Nonetheless, he thinks, it must be recognised that the fiscal situation could have been worse if the expenditure and import controls were not introduced.
Arguably, this was driven by the serious deterioration of the balance of payments, current account and even the financial account. Otherwise, the fast-depleting foreign exchange reserve would have been in a worse situation.
He pointed out inadequate policies when it comes to addressing inequality and making economic development inclusive.
The latest Household Income and Expenditure Survey indicated that Bangladesh is increasingly becoming a deeply unequal society. This is true in terms of assets, income and consumption inequalities. Unfortunately, the fiscal policy played little role in preventing such a situation.
The tax-GDP ratio in Bangladesh remains one of the lowest in the world. The incremental revenue collection comes from indirect sources such as VAT, which is not mean-tested.
While the effort to broaden the tax net through improved income tax collections is in the right direction, such efforts essentially overlook taxing land and other assets, the economist said.
“Bangladesh needs to strengthen its collections from property taxes. It has to think of introducing a reasonable inheritance tax and rationalise gift tax.”
However, increasing tax uptake can’t be considered in isolation from improving the quality of government expenditures.

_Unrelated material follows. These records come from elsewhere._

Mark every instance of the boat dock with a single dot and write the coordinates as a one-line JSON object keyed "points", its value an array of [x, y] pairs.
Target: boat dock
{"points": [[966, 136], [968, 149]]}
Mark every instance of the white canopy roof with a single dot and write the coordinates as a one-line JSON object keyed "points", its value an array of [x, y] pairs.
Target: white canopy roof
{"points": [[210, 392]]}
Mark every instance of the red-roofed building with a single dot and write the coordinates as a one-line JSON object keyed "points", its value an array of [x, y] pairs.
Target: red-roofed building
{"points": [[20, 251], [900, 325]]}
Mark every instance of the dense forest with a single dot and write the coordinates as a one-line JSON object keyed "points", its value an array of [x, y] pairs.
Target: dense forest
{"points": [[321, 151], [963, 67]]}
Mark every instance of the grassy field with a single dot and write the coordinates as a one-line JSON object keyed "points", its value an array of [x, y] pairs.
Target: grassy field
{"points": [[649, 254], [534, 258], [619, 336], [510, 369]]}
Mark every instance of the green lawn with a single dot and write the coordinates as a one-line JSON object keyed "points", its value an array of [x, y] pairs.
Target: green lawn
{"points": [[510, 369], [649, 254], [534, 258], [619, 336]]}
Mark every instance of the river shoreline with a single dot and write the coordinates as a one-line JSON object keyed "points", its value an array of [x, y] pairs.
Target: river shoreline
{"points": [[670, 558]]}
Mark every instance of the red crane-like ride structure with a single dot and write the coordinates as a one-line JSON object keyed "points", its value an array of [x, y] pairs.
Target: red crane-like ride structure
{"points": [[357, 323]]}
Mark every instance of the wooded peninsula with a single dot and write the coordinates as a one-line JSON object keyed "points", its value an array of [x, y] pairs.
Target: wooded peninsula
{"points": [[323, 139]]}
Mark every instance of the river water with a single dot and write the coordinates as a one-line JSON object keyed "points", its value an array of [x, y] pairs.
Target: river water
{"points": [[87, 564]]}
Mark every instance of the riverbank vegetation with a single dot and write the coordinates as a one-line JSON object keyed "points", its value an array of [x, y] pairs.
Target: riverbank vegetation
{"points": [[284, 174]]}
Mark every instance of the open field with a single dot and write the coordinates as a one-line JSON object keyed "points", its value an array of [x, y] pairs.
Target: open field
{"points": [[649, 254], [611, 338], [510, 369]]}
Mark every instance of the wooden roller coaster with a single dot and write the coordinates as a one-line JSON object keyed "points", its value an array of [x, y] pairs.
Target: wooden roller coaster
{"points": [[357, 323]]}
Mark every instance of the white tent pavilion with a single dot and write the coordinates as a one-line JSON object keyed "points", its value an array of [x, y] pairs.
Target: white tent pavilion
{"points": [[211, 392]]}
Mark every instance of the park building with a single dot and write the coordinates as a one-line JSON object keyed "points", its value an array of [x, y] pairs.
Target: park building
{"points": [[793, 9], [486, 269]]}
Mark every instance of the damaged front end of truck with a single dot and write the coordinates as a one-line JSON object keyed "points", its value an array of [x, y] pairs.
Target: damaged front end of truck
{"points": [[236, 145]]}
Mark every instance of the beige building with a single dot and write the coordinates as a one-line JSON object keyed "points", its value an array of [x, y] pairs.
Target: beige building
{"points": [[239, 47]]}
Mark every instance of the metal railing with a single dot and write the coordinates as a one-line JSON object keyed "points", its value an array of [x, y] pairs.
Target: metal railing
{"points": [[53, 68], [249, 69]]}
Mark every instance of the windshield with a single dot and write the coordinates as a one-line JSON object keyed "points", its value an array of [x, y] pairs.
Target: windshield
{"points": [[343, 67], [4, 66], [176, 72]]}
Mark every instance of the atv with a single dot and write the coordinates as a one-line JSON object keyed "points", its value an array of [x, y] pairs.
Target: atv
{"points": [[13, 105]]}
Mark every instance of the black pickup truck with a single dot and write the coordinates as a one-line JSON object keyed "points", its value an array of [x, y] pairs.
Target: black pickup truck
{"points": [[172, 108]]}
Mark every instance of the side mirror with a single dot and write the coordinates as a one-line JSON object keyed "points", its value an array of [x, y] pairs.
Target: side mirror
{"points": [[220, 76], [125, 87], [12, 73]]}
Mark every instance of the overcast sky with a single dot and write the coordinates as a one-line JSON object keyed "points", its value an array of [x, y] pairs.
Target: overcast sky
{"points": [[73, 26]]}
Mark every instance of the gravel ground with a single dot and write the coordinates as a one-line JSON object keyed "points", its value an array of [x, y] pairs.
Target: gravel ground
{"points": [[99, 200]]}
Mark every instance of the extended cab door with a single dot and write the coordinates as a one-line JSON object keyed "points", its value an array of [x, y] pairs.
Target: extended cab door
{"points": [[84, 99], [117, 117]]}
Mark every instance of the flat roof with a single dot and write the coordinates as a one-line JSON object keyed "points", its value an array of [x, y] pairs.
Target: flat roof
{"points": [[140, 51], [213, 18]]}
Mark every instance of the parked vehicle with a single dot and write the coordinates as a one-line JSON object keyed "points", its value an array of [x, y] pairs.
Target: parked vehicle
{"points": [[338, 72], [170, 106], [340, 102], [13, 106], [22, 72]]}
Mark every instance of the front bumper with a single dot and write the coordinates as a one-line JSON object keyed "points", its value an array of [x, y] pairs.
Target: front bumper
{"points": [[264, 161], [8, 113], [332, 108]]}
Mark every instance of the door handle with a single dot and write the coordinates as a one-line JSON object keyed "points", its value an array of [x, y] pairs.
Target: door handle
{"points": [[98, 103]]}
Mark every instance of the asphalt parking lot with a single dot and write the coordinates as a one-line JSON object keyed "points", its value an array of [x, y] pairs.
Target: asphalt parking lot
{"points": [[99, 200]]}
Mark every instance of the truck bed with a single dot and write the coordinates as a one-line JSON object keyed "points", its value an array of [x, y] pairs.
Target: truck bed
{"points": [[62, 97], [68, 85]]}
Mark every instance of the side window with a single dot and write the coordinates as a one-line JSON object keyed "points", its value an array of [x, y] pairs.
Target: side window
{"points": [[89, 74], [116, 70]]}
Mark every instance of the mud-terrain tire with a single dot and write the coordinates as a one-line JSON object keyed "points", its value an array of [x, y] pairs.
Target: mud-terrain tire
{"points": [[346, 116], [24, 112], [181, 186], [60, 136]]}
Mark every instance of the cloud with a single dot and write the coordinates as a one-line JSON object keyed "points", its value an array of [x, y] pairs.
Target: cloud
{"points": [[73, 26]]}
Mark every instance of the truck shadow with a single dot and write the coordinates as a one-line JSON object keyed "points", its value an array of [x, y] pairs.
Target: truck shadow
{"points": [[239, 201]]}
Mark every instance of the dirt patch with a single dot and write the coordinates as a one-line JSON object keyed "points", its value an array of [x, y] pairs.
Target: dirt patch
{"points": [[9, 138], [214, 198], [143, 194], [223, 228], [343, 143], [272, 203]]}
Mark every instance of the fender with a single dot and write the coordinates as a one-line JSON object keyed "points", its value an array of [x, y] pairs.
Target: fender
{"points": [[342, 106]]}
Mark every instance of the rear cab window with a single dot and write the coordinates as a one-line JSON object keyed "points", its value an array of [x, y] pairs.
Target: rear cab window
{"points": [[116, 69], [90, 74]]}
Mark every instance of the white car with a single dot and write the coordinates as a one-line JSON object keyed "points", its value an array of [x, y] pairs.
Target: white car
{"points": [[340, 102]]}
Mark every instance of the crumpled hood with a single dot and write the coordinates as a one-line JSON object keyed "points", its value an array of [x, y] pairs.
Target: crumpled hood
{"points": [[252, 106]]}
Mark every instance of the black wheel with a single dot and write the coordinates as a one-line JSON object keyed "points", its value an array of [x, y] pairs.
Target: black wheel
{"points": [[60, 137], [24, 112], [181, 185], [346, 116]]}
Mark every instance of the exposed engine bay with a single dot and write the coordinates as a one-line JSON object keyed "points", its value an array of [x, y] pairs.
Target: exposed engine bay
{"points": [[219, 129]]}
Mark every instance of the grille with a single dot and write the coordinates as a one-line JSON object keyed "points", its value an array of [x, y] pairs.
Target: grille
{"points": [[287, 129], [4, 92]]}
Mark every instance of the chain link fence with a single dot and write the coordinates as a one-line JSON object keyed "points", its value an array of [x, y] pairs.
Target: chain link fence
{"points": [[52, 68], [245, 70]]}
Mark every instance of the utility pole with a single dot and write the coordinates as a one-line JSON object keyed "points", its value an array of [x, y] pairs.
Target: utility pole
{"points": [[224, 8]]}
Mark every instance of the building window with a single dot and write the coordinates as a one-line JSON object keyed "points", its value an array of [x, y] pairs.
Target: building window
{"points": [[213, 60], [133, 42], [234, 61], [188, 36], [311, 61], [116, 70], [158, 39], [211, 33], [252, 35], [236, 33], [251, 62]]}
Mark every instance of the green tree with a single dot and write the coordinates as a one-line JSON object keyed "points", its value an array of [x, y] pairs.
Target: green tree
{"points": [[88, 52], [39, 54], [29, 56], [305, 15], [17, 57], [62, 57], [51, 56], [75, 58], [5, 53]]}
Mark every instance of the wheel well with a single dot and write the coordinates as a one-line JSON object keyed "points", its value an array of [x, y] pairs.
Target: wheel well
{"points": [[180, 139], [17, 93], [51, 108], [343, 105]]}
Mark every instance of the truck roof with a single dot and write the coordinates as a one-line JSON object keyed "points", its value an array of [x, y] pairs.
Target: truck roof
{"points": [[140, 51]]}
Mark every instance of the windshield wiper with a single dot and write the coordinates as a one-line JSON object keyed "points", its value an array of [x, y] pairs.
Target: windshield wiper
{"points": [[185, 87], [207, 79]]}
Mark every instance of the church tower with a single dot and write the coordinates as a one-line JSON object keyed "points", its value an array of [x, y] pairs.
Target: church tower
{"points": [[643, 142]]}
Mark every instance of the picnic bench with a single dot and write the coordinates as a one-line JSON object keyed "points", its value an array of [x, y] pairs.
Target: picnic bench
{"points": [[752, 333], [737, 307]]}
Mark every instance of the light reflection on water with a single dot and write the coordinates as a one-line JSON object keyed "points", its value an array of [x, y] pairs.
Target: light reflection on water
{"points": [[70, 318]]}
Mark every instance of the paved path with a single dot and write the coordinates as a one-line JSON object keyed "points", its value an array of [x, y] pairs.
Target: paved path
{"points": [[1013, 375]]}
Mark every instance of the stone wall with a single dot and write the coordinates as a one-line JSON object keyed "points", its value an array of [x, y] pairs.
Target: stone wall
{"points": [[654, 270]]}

“To motivate taxpayers, we need to demonstrate that public services such as health, education, social welfare, and public safety are addressing the citizens’ concerns. Making the tax system fair, just and transparent would also require radical reform of the tax administration.”
Bhattacharya says he was not sure to what extent the upcoming budget can deal with the policy challenges, particularly in the wake of an electoral transition.
“Anyway, accumulated problems emanating from unattended reforms can be hardly addressed in a single annual budget framework.”